Kaiser Sousa's picture

as the tylers like to say...

presented with out comment...


Jonas Parker's picture

Hmmm.... $195.00 + $4.95 s&h = $199.95 X 10 = $1,999.50 per troy ounce...  hell, let's just say $2,000.00 per troy ounce... sounds about right to me.  :D

kralizec's picture

Now up to $1930!  Woo Hoo!

Winston Churchill's picture

But wait,order two today and get a free Spiderman towel (s&h extra).

gmrpeabody's picture

... and they have a very sharp Ginsu edge for slicing and dicing.

monoloco's picture

The agency that's supposed to be in charge of our currency has been reduced to a trinket vendor.

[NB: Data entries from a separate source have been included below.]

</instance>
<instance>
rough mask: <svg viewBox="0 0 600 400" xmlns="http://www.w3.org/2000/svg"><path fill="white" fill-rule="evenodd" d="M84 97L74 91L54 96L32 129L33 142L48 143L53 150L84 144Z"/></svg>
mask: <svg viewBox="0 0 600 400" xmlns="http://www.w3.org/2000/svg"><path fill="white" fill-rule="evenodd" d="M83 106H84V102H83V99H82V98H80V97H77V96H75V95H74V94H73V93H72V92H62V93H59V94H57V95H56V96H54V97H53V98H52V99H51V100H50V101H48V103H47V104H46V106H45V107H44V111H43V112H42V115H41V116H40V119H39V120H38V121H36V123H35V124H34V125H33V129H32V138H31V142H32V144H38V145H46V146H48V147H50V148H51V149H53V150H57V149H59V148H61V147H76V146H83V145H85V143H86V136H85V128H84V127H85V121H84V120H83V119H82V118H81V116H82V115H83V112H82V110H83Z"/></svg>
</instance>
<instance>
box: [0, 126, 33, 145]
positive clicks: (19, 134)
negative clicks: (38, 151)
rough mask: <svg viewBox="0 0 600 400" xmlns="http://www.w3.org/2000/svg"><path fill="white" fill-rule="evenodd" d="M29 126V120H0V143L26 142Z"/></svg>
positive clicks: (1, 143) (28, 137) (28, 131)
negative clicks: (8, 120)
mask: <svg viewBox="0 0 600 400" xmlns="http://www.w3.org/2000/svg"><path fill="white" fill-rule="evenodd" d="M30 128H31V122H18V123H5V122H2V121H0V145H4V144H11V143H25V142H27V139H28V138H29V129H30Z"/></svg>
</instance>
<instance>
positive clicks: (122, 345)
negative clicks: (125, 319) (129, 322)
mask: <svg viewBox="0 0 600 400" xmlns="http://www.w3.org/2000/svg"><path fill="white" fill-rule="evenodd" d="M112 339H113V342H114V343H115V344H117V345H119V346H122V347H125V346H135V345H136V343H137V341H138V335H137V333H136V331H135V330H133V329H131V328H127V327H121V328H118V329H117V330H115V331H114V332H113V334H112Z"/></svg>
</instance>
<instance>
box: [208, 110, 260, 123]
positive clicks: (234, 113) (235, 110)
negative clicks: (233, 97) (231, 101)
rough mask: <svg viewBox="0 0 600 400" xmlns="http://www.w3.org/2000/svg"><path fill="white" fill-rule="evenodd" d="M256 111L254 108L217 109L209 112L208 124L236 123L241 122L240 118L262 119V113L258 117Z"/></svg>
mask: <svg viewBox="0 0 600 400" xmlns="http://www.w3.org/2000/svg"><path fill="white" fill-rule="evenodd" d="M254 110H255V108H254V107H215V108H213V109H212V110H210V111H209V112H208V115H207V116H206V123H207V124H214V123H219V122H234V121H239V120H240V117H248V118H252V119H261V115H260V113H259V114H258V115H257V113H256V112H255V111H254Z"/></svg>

Yes Indeed !  Hurry hurry Hurry !!!

Only those with SFB would BUY  ANYTHING from the USA Mint -let alone pay that sort of Premium.

SRSrocco's picture

As the West continues to Print Money and Fabricate Derivatives, the EAST exchanges worthless FIAT money for Gold.  Looks like the Russian Central Bank is adding more gold to its stockpile:

Russia, Kazakhstan expand gold purchases as prices tumble

TahoeBilly2012's picture

The Feds are selling "money" for 40% above the cost of money....what a deal!

Economicreason's picture

Free 1oz Silver Coin.

I dont mean to spam, but would appreciate your opinions for my survey. The survey will take less than 5 minutes to complete. In return, your name will be entered into a draw to win a 1oz silver coin from Sprott Money.


Reminds me of what they're doing with ammo.  Make it more rare and more expensive.

somecallmetimmah's picture

No, no. Gold is 'down', didn't you hear?

No one wants it anymore.  That's how-come it's so expensive.

DosZap's picture

Reminds me of what they're doing with ammo. Make it more rare and more expensive.

Yep, and the DOD is back up to their past tricks of making the military shred the once fired cases(sell as scrap to China),rather than sell to bulk reloaders (and losing money in the process).This adminstration is dead set on anything to take down the 2nd, and to bankrupt this country.

El Oregonian's picture

Once china slips in the Ginsu knife they'll not have time to reconsider...

PaperBear's picture

How soon before the premium is 400% ?

Rainman's picture

Fed Centennial special edition 1/20th oz ?

MissCellany's picture

Shoot, we're WAY past 400% already. The U.S. "official" valuation of an ounce of gold is $42.22. So a tenth of an ounce is officially valued at $4.22 (that's why the 1/10 coins say "5 Dollars," I guess).

So...a 1/10 gold coin with $4.22 "worth" of gold in it, selling for $195, is already at a premium of...wait for it...


Yep, your beloved gummint...makin' a killing sellin' these buggers! There oughta be a law...oh, wait...

apberusdisvet's picture

The big clue is the limited Production of only 2000 oz. TOTAL

DosZap's picture

Why is it the US buyers pay the highest premiums over spot (at least what I have seen).2000 only, well that explains it, the question is why?,why just 2000.(is this for plain old tenth ounce, or limited run?).Pee Pee on them buy Mapes,or any other soverign small denomination coin.(higher prems than one ounce coins but at least not off the charts.

Quinvarius's picture

Because they don't want to sell any at all. If they have to sell some, it is going be a very small amount at a very high price.

Look ma! The new plan to stop gold is really high prices!

mt paul's picture

the mint must have found

5 good delivery bars

that weren't tungsten 

in the back room ...

tmosley's picture

Premiums on small coins have always been high.  What was the premium before they ran out?